Research output: Contribution to journalArticlepeer-review

13 Scopus citations

Abstract

Toxicity resulting from accumulation of sugar-phosphate molecules is an evolutionarily conserved phenomenon, observed in multiple bacterial and eukaryotic systems, including a number of human diseases. However, the molecular mechanisms involved in sugar-phosphate toxicity remain unclear. Using the model eukaryote Saccharomyces cerevisiae, we developed two systems to accumulate human disease-associated sugar-phosphate species. One system utilizes constitutive expression of galactose permease and galactose kinase to accumulate galactose-1-phosphate, while the other system utilizes constitutive expression of a mammalian ketohexokinase gene to accumulate fructose-1-phosphate. These systems advantageously dissociate sugar-phosphate toxicity from metabolic demand for downstream enzymatic products. Using them, we characterized the pathophysiological effects of sugar-phosphate accumulation, in addition to identifying a number of genetic suppressors that repair sugar-phosphate toxicity.
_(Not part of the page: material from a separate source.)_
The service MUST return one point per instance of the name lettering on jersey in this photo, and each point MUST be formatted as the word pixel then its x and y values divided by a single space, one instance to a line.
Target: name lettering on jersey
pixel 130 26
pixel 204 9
By comparing the effects of different sugar-phosphates, and examining the specificity of genetic suppressors, we observed a number of striking similarities and significant differences. These results suggest that sugar-phosphates exert toxic effects, at least in part, through isomer-specific mechanisms rather than through a single general mechanism common to accumulation of any sugar-phosphate.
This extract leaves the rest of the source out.